If I have an ANTLR grammar as follows:
grammar Test;
options {
language = Java;
}
rule : (foo | bar);
foo : FOO ',' FOO;
bar : BAR;
FOO: ('0'..'9')+;
BAR: ('a'..'z' | 'A'..'Z' | '0'..'9' | ' ')+;
WHITESPACE: (' ' | '\t')+ { $channel=HIDDEN; };
And I use a test string:
12abc3
this (I believe) is a BAR
token which satisfies a bar
rule and is parsed as such. Bravo.
However, if I have this string:
12
I receive line 1:2 mismatched input '' expecting ','
This seems rather non-deterministic although I'm sure it's not.
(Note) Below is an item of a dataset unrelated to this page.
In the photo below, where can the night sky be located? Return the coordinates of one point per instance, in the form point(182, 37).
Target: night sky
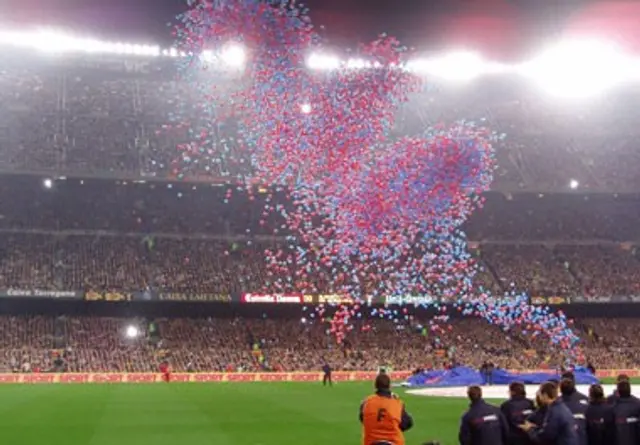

I understand I'm already in trouble by having two tokens: FOO
and BAR
that accept digits. But if the parser is going to succeed or fail it should succeed or fail consistently. In other words, in the first case the first character is a 1 and apparently is being evaluated as a member of the BAR
token and thus the parser heads down a successful path. In the second case, the SAME first character is being evaluated as a FOO
token and thus the path is doomed to fail despite the fact that the string COULD be a successful bar
parse. Why the inconsistency? Or am I missing something more fundamental about ANTLR and/or parsing?